The scale of that opportunity is significant. SEQ is projected to absorb more than two million additional residents by 2046 (Queensland Government population projections). That’s not a market condition; it’s a structural demand mandate for housing of every type, in every corridor, across the next two decades. Developers who align project selection with underlying demand trends may be better positioned to build a durable business in that environment.
In This Guide:
- Where subdivision demand remains strongest across SEQ, and why it’s becoming more location-dependent
- Why townhouse and duplex projects are the fastest-growing segment in SEQ, and what makes them work financially
- How structural changes in household formation and affordability are reshaping buyer demand across all price points
- Which development types suit each SEQ region, Ipswich, Logan, Brisbane, Gold Coast, and Toowoomba
- Detailed funding structures for each project type, subdivision finance, construction drawdowns, pre-sales, and apartment project monitoring
Why Developers Are Expanding Beyond Traditional Subdivisions
Three structural forces reshaping SEQ development demand:
- Population growth — Queensland grew 2.4% in 2022–23, the fastest of any Australian state (ABS). Most of that growth is landing in SEQ; each arriving cohort demands a different product type.
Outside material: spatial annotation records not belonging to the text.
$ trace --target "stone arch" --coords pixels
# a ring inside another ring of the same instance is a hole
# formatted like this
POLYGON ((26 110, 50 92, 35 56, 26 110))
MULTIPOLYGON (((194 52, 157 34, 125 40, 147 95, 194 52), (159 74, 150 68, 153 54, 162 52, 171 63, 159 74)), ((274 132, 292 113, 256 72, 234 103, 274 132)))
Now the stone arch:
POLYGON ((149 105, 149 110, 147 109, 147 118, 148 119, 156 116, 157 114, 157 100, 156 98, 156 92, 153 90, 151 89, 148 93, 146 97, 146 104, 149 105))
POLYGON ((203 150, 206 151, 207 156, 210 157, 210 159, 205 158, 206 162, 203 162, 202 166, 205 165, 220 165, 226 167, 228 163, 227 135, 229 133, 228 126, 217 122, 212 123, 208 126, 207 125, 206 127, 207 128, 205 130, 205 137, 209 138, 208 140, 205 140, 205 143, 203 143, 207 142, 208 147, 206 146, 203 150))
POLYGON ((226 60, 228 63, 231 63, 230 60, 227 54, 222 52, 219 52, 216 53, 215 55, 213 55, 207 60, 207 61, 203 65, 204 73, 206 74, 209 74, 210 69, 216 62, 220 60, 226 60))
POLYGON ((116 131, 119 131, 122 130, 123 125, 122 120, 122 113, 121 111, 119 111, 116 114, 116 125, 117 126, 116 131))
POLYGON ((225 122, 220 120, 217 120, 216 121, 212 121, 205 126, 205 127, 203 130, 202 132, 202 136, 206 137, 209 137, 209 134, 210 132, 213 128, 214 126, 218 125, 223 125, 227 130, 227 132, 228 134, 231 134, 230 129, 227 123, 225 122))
- Shrinking households — average household size fell from 2.9 to 2.5 people between 2001 and 2021 (ABS Census). Structurally less demand for large homes, regardless of affordability.
- Affordability pressure — Brisbane’s median house price surpassed $1 million in 2025, up 76% since 2020 (Cotality/CoreLogic). Single-dwelling development on established infill sites no longer stacks in many locations.
1. Population Growth Is Accelerating — and Concentrating
Queensland's population grew by approximately 2.4% in 2022–23, the highest growth rate of any Australian state (ABS, 2023). The majority of that growth is landing in SEQ: Brisbane, the Gold Coast, Ipswich, Logan, and the Sunshine Coast are each absorbing significant new household formation.
What matters for developers is not just the volume of growth but its composition. New residents arriving in SEQ do not represent a single buyer type. They include interstate families relocating from Sydney and Melbourne, international migrants, young professionals, retirees seeking coastal lifestyle at lower price points, and multigenerational households looking for affordable space. Each cohort has different product preferences, and each creates demand for a different development type.
2. Household Sizes Are Getting Smaller
The ABS Census records a consistent decline in average household size across Australia: from 2.9 people in 2001 to 2.5 people in 2021. This is a significant structural shift. Applied across SEQ's projected population growth, it means significantly more households are being formed per capita than historical models would suggest, and those households increasingly do not need a four-bedroom house on 600 square metres.
Single-person households now represent approximately 25% of all Australian households. Couple-only households represent a further 25%. Together, households with no dependent children are demanding housing that is smaller, lower-maintenance, and better located, which is precisely the profile of a well-designed townhouse or boutique apartment.
3. Affordability Is Redirecting Buyer Behaviour and Developer Strategy
Median house prices in Brisbane's middle ring have risen sharply since 2020. Brisbane's median house price surpassed $1 million in 2025, up more than 76% from $558,000 in June 2020 (Cotality/CoreLogic). Suburbs like Moorooka, which sat at around $590,000 in 2016, are now trading above $1.2M. That pricing shift has two consequences developers need to understand:
- Owner-occupiers are trading lot size for location, accepting a townhouse or duplex in a preferred suburb over a larger home on the fringe.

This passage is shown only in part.